For Robert, this unprecedented liberation brings him one step closer to artistic authenticity, and potentially to releasing his dream of becoming a professional cartoonist – something his late teacher Mr Katano (Stephen Adly Guirgis) whole-
heartedly encourages. He works part-time at a local comic store, noodles around with his fellow cartoon enthusiast Miles (Miles Emanuel) and eventually crosses paths with belligerent fifty-something Wallace (Matthew Maher), who is less than enthusiastic about the prospect of having a teenage tagalong.
This might appear to be the set-up for a charming intergenerational buddy comedy, but Owen Kline’s debut feature gleefully wrongfoots viewers in its exploration of artistic impulses and the relationship between craft and creativity. As Robert rejects his pampered upbringing in favour of a grotty apartment in Trenton (which earned the dubious honour of ‘Worst capital city to live in’ in 2018), he seeks artistic inspiration from the oddballs he encounters both in his new home and at new job inputting data for a local public defender.
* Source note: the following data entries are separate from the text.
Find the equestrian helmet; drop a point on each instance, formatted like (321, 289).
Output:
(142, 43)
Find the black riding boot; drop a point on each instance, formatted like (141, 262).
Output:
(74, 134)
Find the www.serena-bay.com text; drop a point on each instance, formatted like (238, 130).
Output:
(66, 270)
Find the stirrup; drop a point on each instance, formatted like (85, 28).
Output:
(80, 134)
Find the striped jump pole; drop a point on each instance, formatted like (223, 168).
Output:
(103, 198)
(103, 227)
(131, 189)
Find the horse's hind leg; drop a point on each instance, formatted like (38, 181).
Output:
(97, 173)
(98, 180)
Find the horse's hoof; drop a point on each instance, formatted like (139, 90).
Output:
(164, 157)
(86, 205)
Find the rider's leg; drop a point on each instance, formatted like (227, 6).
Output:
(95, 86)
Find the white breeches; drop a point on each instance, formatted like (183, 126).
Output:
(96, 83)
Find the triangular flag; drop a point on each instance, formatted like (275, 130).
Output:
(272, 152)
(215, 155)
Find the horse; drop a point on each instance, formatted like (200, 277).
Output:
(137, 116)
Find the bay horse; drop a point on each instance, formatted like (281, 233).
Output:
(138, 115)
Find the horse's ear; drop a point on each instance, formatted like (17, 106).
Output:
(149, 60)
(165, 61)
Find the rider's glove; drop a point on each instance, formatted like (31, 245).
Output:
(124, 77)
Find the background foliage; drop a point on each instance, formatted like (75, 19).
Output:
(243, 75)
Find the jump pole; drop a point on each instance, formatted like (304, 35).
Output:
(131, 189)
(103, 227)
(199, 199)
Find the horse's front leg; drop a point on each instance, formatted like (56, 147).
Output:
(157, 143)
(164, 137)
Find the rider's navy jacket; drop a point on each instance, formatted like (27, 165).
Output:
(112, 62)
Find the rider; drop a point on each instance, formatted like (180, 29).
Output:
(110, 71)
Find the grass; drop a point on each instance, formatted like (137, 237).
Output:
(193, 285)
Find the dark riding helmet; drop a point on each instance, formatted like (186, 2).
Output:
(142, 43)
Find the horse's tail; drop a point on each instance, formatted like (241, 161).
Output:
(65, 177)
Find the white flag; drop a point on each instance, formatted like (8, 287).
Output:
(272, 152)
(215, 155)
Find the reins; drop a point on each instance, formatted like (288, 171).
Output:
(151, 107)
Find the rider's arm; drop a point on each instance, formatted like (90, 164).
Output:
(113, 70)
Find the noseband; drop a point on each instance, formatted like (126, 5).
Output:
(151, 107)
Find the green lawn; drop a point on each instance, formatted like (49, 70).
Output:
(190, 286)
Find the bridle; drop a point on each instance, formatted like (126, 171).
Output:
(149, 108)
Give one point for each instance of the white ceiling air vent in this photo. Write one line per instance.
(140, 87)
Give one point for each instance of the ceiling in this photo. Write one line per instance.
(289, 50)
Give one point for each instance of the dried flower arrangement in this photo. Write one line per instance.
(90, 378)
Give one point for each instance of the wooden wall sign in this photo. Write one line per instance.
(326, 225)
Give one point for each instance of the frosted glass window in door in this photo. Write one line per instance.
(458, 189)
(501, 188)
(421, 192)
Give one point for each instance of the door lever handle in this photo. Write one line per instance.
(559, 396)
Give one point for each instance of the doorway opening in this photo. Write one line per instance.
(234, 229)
The cartoons Robert creates about these people imply a sort of naive voyeurism, which may not be mean-spirited, but does seem to indicate a feeling of superiority, even as he professes to idolise Wallace once he realises the man used to work as a colour separator for sizeable indie publisher Image Comics. It’s darkly amusing, then, that Wallace only sees Robert as a thorn in his side (albeit an occasionally useful one), rather than being flattered by his interest, negating hope that Funny Pages has any interest in a redemption arc.
In its third act the film falters a little, tailing off rather than coming to a conclusion – this could be a result of first feature teething problems, as at a svelte 85 minutes Funny Pages verges on feeling unfinished. Nevertheless, Zolghadri is a compelling lead, striving for maturity and authenticity when the safety and comfort of his parents’ house is but a short drive away.
Surrounded by a cast of offbeat character actors (Safdie brothers fans will recognise some returning faces) who inhabit their roles with a laudable gusto, Zolghadri is the lone beacon of calm amid a fraught tableau. The film’s grainy, handheld style might be a signature of the East Coast lo-fi scene which has emerged with the likes of the Safdies and Alex Ross Perry, but feels appropriate in a film about aesthetic scumminess and the grand cultural tradition of rich kids selling themselves as starving artists, something Kline (son of Phoebe Cates and Kevin Kline) probably has a few thoughts about.
Published 15 Sep 2022
A debut from a Safdie acolyte? Yes please!
This Kline kid is going places...
A delightfully grubby and shifty coming-of-ager.